Camp Lejeune veterans to get 2 billion dollars in disability benefits for tainted water

Veterans affected by contaminated drinking water at North Carolina’s Camp Lejeune could soon get some relief after decades of fighting for their right to compensation. An official document published via the Federal Register on January 12 announced the Obama administration will provide disability benefits to exposed veterans who served at the Marine Corps base.

Around $2.2 billion will be paid to former service members who have developed one of eight medical conditions. Eligible diseases include liver cancer, kidney cancer, bladder cancer, multiple myeloma, adult leukemia, Parkinson’s disease, aplastic lymphoma and non-Hodgkin’s lymphoma.

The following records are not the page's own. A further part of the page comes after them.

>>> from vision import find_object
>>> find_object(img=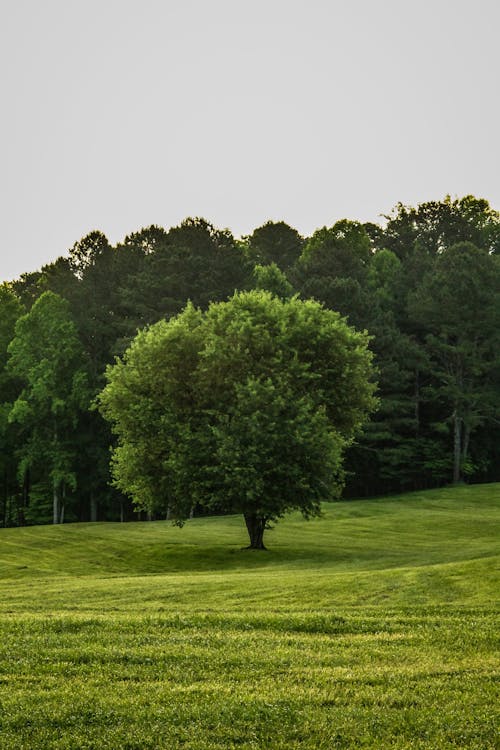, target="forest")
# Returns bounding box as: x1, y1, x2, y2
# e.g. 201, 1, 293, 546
0, 196, 500, 526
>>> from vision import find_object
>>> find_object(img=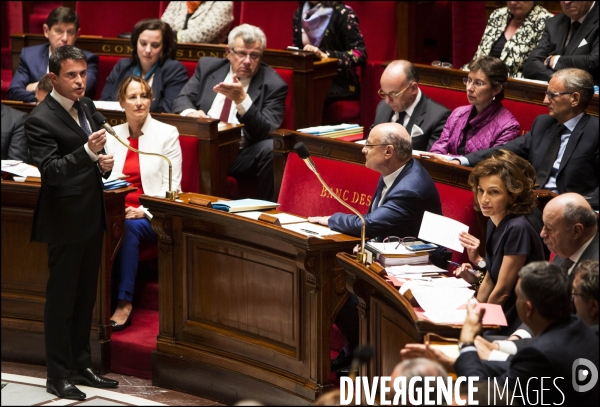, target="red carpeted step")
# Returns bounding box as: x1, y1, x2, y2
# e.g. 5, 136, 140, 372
111, 308, 158, 379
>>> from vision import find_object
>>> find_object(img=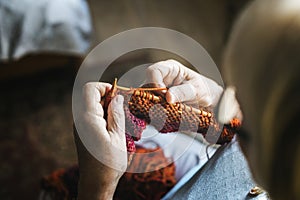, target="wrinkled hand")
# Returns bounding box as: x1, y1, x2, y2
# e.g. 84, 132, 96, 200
146, 60, 223, 107
75, 83, 127, 199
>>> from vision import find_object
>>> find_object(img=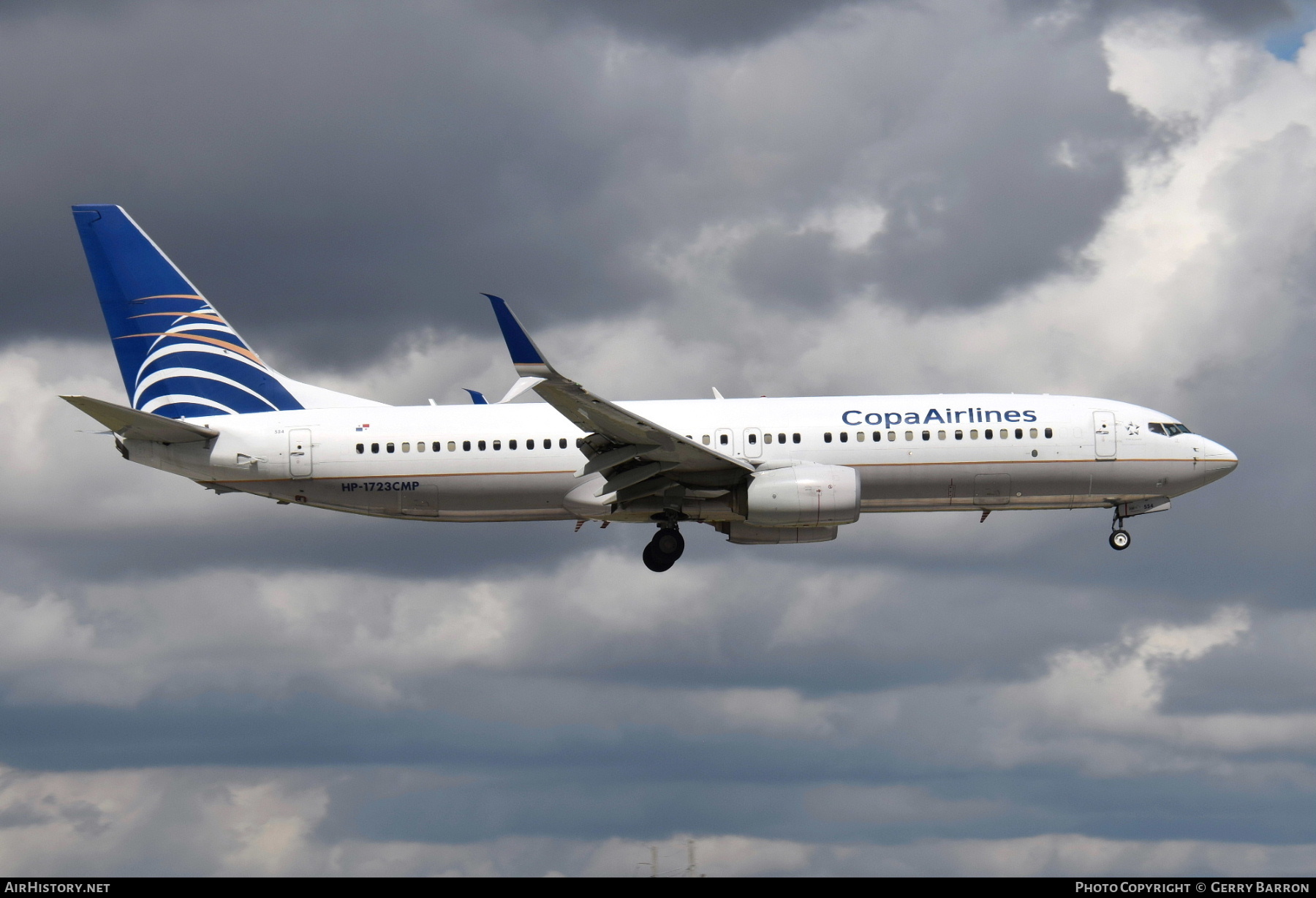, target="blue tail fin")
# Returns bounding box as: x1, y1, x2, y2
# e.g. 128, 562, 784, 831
74, 205, 306, 418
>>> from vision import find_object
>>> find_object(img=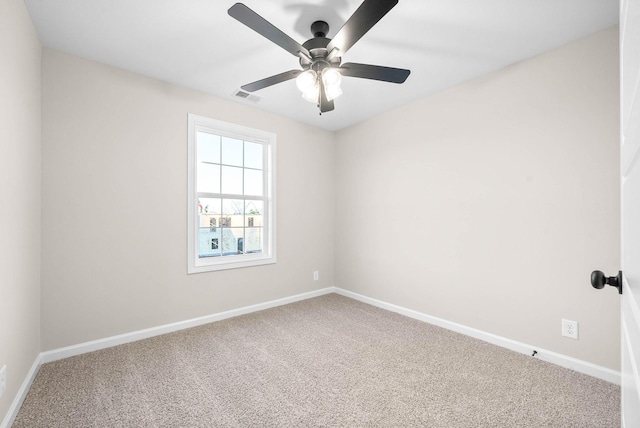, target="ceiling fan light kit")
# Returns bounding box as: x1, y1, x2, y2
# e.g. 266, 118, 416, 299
228, 0, 411, 114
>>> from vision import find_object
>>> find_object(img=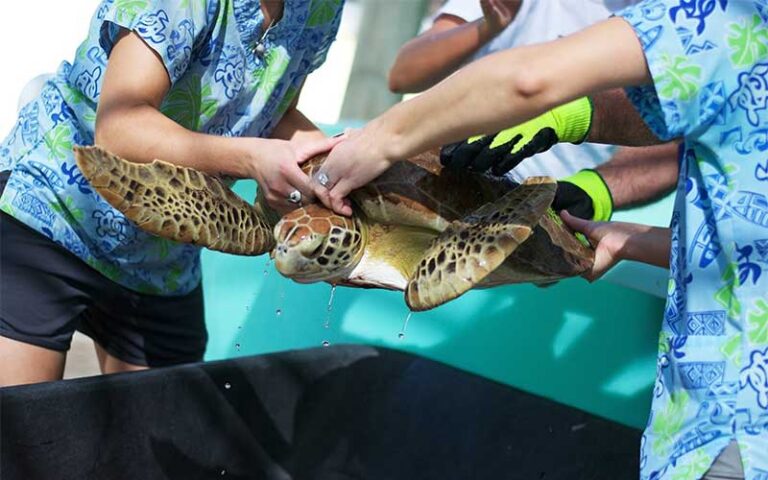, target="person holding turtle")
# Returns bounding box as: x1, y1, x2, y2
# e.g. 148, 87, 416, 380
315, 0, 768, 480
389, 0, 677, 220
0, 0, 343, 386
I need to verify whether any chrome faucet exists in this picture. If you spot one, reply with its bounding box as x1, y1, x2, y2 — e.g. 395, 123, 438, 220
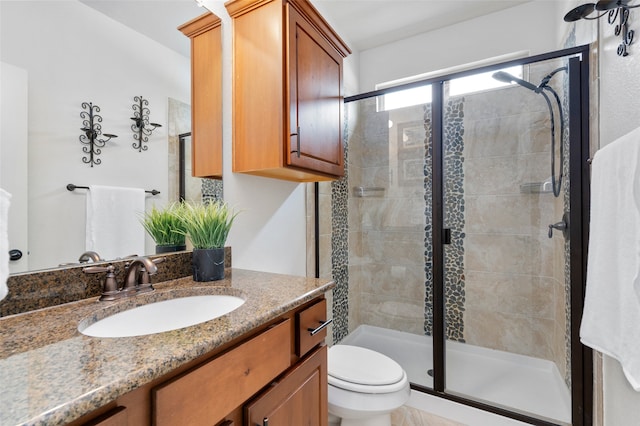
78, 251, 103, 263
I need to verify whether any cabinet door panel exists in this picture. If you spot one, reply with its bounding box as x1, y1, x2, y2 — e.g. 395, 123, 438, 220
287, 7, 343, 176
152, 320, 291, 426
245, 346, 328, 426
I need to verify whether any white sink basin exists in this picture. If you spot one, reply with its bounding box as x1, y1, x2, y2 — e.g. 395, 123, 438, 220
78, 294, 244, 337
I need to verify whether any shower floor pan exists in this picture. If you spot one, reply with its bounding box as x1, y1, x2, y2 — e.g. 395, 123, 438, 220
341, 325, 571, 424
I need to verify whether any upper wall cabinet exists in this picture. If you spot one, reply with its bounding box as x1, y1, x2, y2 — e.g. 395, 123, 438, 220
178, 12, 222, 179
225, 0, 351, 182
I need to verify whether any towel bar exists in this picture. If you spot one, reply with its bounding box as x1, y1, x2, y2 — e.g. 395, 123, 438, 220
67, 183, 160, 195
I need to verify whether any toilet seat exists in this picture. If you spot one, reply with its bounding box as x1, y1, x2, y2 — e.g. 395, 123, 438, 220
328, 345, 407, 394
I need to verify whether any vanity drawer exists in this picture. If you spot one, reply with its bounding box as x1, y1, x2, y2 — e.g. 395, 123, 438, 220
296, 299, 332, 357
152, 320, 291, 426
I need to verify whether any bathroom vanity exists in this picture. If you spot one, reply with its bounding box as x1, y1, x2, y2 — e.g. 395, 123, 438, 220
0, 269, 334, 426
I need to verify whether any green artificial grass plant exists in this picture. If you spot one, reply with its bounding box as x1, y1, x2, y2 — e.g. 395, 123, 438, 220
180, 201, 238, 249
140, 203, 186, 246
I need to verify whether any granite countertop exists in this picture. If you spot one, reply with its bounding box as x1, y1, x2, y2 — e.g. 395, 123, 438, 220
0, 269, 334, 426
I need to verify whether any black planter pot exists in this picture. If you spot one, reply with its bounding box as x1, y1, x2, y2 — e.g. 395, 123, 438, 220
156, 244, 187, 254
191, 247, 224, 282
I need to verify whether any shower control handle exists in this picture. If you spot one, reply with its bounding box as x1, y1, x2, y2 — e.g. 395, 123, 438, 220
549, 212, 569, 239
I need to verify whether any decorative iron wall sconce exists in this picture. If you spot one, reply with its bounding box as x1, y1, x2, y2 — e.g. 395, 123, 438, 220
564, 0, 640, 56
131, 96, 162, 152
80, 102, 118, 167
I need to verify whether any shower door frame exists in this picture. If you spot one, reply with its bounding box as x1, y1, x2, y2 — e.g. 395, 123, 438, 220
340, 45, 593, 426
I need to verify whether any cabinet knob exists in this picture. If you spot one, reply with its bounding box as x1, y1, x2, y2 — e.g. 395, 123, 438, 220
9, 249, 22, 261
307, 319, 333, 336
290, 126, 300, 158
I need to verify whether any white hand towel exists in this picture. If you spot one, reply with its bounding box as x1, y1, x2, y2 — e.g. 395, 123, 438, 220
86, 185, 145, 260
0, 188, 11, 300
580, 128, 640, 391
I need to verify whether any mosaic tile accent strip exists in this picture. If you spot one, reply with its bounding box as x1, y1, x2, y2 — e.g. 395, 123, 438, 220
202, 179, 224, 203
444, 98, 465, 342
331, 108, 349, 343
424, 104, 433, 336
424, 98, 465, 342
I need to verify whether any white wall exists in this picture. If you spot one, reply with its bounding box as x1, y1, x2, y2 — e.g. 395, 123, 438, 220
0, 1, 190, 269
360, 1, 562, 92
599, 4, 640, 426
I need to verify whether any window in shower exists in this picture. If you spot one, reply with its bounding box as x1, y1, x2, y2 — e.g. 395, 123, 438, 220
330, 47, 591, 424
376, 65, 524, 111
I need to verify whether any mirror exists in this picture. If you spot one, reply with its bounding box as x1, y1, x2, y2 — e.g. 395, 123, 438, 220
0, 0, 215, 273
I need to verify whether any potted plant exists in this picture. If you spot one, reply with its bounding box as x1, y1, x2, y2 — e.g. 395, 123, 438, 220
140, 203, 187, 253
181, 201, 238, 282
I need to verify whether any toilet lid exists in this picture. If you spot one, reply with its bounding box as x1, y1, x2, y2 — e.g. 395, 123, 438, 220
328, 345, 407, 393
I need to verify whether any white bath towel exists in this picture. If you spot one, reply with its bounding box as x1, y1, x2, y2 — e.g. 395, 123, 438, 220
580, 128, 640, 391
0, 188, 11, 300
86, 185, 145, 260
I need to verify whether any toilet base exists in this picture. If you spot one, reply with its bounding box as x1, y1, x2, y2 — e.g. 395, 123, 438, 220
340, 413, 391, 426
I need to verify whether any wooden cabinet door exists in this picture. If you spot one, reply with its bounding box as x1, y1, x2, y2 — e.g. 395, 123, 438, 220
285, 4, 344, 176
178, 12, 222, 179
245, 346, 328, 426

Veterans who spent at least 30 days at Camp Lejeune between August 1953 and December 1987 are eligible for the benefits. The Department of Veterans Affairs (VA) estimated that nearly 900,000 veterans may have been exposed to the contaminated water. Payments will begin in March and be made over five years.

The government made the decision after VA Secretary Robert McDonald found that “sufficient scientific and medical evidence” points to an association between health problems and time spent on the base. Veterans advocacy groups discovered documents that confirmed the presence of tainted drinking water in the early 1980s. The water was contaminated with volatile organic compounds such as vinyl chloride and benzene.